Çatal Höyük était la première de plusieurs découvertes qui ont dévoilé lentement l’histoire ancienne de la région turque. Göbekli Tepe n’est que l’un des nombreux sites très anciens et il est le plus ancien découvert à ce jour. Toutefois, l’existence de ces sites n’a été signalée que dans la presse spécialisée, bien que chaque site ait un caractère sensationnel.
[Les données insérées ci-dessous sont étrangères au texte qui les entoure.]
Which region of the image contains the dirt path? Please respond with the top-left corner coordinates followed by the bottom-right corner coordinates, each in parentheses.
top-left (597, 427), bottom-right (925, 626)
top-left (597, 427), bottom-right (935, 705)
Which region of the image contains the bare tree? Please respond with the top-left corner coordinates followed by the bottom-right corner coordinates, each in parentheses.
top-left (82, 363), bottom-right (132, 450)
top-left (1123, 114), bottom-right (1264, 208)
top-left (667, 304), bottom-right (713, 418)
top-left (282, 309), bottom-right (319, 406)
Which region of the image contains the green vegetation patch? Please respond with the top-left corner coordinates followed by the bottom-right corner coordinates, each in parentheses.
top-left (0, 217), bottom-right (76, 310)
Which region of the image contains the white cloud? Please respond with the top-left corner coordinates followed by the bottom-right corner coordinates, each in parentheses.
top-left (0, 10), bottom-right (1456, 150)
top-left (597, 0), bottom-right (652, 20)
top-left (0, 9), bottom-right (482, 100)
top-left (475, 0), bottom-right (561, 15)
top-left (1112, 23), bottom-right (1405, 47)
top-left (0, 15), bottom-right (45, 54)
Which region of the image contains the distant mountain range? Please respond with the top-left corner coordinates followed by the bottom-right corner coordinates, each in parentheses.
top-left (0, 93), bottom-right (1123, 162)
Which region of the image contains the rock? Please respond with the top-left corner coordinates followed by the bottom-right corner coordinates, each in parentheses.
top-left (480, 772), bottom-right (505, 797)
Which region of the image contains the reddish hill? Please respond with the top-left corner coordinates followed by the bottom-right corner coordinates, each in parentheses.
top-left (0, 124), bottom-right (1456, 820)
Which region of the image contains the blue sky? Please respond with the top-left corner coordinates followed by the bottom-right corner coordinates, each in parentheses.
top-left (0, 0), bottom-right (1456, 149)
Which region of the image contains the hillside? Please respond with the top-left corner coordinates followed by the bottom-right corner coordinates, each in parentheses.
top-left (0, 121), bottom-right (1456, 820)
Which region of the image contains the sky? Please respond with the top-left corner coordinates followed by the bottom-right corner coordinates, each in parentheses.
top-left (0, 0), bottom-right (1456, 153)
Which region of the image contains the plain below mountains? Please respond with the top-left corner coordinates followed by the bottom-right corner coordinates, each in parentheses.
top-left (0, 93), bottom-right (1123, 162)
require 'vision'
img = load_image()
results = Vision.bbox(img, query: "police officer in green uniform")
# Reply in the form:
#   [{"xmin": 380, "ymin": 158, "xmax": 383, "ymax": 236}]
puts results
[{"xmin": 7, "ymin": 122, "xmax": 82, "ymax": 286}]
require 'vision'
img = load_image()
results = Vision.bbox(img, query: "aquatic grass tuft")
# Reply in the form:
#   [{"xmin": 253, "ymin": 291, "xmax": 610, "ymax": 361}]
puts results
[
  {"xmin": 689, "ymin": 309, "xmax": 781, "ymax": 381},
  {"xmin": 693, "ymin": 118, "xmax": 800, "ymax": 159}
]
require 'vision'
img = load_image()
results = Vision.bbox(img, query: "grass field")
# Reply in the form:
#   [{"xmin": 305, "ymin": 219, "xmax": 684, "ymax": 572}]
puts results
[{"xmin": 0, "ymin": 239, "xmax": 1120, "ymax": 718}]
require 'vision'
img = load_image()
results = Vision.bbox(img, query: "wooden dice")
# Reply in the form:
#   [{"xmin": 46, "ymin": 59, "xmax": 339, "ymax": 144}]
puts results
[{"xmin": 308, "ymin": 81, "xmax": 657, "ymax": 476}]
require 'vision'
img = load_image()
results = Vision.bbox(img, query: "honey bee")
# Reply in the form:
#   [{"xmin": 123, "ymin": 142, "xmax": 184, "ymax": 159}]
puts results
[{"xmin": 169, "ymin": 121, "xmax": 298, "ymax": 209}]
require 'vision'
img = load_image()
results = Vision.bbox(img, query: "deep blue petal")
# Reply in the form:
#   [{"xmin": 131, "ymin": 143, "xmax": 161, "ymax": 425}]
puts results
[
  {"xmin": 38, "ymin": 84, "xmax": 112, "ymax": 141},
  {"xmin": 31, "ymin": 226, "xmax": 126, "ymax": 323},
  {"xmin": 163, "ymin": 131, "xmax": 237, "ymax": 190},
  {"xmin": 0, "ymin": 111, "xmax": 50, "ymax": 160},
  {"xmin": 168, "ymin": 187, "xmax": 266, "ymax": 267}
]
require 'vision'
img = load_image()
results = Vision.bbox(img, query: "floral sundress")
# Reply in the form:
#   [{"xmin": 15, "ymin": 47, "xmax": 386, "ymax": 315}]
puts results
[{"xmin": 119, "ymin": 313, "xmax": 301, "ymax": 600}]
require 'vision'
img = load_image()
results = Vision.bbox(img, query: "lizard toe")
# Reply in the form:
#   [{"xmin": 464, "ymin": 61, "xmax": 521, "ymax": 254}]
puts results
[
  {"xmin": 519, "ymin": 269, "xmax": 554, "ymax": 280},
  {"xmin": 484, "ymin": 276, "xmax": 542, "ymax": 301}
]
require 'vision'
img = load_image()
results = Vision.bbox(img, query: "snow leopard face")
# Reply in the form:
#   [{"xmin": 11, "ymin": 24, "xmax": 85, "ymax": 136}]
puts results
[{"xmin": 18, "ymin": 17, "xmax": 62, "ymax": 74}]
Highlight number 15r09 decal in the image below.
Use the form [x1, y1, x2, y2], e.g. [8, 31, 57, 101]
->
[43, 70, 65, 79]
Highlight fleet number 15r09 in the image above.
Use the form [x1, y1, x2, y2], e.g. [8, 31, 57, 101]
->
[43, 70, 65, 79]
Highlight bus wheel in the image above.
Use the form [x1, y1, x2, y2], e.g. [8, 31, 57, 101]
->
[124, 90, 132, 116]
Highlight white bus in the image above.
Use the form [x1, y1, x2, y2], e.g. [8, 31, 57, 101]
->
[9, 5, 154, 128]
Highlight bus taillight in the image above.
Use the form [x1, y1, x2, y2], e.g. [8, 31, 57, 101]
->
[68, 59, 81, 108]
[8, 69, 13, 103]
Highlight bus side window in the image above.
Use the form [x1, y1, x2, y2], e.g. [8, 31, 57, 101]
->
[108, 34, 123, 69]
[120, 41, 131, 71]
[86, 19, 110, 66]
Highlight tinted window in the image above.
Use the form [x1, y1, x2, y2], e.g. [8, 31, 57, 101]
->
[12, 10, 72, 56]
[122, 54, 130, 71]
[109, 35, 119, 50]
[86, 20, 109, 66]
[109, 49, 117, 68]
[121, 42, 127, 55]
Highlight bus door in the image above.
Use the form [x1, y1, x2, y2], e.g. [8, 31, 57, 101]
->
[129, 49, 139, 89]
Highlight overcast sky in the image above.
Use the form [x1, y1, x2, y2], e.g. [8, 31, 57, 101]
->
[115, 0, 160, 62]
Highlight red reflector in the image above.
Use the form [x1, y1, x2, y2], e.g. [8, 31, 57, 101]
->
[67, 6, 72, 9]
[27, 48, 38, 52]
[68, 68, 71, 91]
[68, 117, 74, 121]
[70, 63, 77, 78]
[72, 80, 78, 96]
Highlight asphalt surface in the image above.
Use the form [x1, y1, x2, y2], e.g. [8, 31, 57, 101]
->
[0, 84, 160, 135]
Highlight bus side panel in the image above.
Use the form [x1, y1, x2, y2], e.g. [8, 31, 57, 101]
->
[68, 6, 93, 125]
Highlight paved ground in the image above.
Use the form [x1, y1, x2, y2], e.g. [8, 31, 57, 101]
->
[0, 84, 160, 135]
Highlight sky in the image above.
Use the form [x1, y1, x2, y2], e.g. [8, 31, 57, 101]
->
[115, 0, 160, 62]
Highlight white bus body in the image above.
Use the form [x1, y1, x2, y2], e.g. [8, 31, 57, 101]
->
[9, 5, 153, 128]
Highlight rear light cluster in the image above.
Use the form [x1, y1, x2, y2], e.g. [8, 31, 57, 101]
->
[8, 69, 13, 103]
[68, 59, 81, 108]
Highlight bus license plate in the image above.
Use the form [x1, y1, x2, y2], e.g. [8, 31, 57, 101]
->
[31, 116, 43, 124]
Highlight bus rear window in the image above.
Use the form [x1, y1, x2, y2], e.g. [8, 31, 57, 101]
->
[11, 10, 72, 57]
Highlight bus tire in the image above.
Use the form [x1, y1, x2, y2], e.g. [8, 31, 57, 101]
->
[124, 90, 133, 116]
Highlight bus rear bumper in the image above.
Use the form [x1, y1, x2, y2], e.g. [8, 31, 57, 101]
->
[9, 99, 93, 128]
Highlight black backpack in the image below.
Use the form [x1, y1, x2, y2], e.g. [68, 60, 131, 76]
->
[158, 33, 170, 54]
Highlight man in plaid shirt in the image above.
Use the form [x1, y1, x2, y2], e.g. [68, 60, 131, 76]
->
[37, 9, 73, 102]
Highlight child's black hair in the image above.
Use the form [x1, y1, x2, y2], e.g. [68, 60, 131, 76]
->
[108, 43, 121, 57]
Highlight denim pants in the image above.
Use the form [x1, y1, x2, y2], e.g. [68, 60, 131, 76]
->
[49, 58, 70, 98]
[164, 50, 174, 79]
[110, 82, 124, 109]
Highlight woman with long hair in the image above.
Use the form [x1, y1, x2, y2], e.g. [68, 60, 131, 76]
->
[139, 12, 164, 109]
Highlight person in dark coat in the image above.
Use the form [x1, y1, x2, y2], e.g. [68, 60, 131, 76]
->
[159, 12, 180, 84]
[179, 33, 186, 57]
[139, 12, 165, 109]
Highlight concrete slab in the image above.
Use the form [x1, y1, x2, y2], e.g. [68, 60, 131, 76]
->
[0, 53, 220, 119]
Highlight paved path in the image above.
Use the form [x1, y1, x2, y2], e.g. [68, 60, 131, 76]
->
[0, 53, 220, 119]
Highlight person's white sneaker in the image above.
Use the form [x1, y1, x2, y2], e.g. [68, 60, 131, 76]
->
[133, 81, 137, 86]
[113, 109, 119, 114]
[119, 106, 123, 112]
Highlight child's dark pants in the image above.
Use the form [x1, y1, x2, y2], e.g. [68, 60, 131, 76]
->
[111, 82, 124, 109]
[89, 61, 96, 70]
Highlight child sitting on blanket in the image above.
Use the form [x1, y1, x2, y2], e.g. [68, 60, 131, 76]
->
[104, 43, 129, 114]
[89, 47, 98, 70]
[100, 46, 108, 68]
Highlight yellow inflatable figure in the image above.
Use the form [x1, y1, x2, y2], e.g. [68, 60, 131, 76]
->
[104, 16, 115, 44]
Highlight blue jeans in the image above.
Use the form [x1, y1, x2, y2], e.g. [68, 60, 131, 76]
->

Le site de Çayönü, situé à environ 96 kilomètres de Göbekli Tepe, est conforme à une conception qui est connu comme « plan de grill», il ressemble à un grill. Cela révèle qu’une planification minutieuse entra dans sa construction. Les Américains Linda et Robert Braidwood, en collaboration avec l’archéologue turque Halet Cambel, ont commencé à creuser Çayönü en 1964 et ont constaté que les étages des bâtiments ont été faits en granito (chaux broyées brûlées et argile), même si au moment de la découverte, on pensait que cela avait été d’abord utilisé par les Romains. Le site a également révélé l’utilisation de métaux et la première preuve de la fusion du cuivre, bien que certains soutiennent, cependant, que le cuivre a été martelé à froid plutôt que fondu. L’utilisation du cuivre n’est pas une surprise totale, car le site est à portée de gisements de minerai de cuivre (ainsi que d’obsidienne) à Ergani dans la province voisine de Diyarbakir. Et tout cela dans un site daté de 7500-6600 av. Çayönü est souvent considéré comme le site où a commencé l’ère qui devrait aboutir à Çatal Höyük.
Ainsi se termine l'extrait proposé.